WO2016151396A1

WO2016151396A1 - Method for refining control by combining eye tracking and voice recognition

Info

Publication number: WO2016151396A1
Application number: PCT/IB2016/000412
Authority: WO
Inventors: Martin Henrik Tall; Jonas Priesum; Javier SAN AGUSTIN
Original assignee: The Eye Tribe
Priority date: 2015-03-20
Filing date: 2016-03-15
Publication date: 2016-09-29

Abstract

The invention is a method for combining eye tracking and voice-recognition control technologies to increase the speed and/or accuracy of locating and selecting objects displayed on a display screen for subsequent control and operations.

Description

METHOD FOR REFINING CONTROL BY COMBINING EYE TRACKING

AND VOICE RECOGNITION

BACKGROUND

[0001] Computing devices, such as personal computers, smartphones, tablets, and others make use of graphical user interfaces (GUIs) to facilitate control by their users. Objects which may include images, words, and alphanumeric characters can be displayed on screens; and users employ cursor-control devices (e.g. mouse or touch pad) and switches to indicate choice and selection of interactive screen elements.

[0002] In other cases, rather than cursor and switch, systems may use a touch sensitive screen whereby a user identifies and selects something by touching its screen location with a finger or stylus. In this way, for example, one could select a control icon, such as "print," or select a hyperlink. One could also select a sequence of alphanumeric characters or words for text editing and/ or copy-and-paste interactions. Cursor control and touch-control panels are designed such that users physically manipulate a control device to locate and select screen items.

[0003] There are alternative means for such control, however, that do not involve physically moving or touching a control subsystem. One such alternative makes use of eye tracking where a user's gaze at a screen can be employed to identify a screen area of interest and a screen item for interactive selection. Another alternative makes use of voice recognition and associates recognized words with related items displayed on a screen. Neither eye tracking nor voice recognition control, on their own, are as precise with regard to locating and selecting screen objects as, say, cursor control or touch control. In the case of eye tracking, one is often limited in resolution to a screen area rather than a point or small cluster of points. If there is more than one screen object within or near that screen area, then selection may be ambiguous. Similarly, with a screen full of text and object choices, a voice recognition subsystem could also suffer ambiguity when trying to resolve a recognized word with a singularly related screen object or word. Thus, as a result, such control methodologies may employ zooming so as to limit the number of screen objects and increase the distance between them, as in eye tracking control; or require iterative spoken commands in order to increase the probability of correct control or selection interpretation.

SUMMARY

[0004] By combining eye tracking and voice recognition controls one can effectively increase the accuracy of location and selection and thereby reduce iterative zooming or spoken commands that are currently required when using one or the other control technology.

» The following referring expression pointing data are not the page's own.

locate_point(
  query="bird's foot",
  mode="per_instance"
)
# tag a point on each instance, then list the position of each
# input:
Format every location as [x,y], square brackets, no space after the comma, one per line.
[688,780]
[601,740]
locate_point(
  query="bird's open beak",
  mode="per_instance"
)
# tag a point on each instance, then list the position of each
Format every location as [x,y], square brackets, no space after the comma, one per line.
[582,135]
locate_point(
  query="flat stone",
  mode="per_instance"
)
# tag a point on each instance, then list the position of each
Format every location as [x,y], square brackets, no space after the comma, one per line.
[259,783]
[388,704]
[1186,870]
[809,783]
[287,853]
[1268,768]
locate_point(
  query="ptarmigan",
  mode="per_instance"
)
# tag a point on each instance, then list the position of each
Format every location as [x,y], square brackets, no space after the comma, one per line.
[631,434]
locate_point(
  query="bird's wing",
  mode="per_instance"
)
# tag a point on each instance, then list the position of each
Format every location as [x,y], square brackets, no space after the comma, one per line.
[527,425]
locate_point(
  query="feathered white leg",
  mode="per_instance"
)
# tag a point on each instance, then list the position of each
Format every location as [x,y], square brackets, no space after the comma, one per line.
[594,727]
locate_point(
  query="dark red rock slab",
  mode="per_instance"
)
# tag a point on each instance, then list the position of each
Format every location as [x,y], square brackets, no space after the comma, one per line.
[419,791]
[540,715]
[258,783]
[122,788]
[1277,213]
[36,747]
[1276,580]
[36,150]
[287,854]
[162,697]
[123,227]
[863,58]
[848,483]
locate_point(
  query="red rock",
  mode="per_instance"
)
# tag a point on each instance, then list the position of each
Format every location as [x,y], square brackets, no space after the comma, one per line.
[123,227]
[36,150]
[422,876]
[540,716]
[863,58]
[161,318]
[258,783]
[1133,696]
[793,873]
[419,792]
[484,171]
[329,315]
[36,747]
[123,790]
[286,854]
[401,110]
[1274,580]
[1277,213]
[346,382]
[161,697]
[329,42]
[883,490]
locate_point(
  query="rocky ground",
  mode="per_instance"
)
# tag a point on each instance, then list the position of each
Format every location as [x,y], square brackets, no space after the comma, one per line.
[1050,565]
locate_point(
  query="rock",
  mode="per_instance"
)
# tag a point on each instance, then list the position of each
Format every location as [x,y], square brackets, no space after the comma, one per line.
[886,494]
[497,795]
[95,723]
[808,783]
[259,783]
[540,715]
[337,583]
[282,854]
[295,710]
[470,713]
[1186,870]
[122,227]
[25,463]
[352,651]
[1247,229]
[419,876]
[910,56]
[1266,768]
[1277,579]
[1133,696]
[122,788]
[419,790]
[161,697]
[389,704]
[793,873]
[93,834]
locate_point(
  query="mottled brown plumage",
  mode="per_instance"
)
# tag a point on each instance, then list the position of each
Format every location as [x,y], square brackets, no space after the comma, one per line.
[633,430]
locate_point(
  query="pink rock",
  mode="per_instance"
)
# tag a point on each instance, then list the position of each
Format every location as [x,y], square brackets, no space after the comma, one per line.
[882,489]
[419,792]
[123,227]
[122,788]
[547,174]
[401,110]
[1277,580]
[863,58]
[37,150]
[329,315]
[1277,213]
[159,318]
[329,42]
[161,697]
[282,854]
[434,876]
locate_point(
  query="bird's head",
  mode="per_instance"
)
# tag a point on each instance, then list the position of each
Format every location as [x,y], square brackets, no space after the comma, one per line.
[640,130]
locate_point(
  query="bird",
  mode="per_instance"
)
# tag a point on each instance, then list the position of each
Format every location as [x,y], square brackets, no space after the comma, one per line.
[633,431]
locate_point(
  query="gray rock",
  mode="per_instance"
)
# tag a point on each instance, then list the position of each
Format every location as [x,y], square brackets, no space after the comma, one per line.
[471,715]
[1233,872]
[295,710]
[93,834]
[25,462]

[0005] The method herein disclosed and claimed enables independently implemented eye tracking and voice recognition controls to co-operate so as to make overall control faster and/or more accurate.

[0006] The method herein disclosed and claimed could be employed in an integrated control system that combines eye tracking with voice recognition control.

[0007] The method herein disclosed and claimed is applicable to locating and selecting screen objects that may result from booting up a system in preparation for running an application, or interacting with a server-based HTML page aggregate using a client user system (e.g. interacting with a website via the Internet). In essence, this method in conjunction with eye tracking and voice recognition control subsystems would provide enhanced control over the interaction of screen displayed objects irrespective of the underlying platform specifics.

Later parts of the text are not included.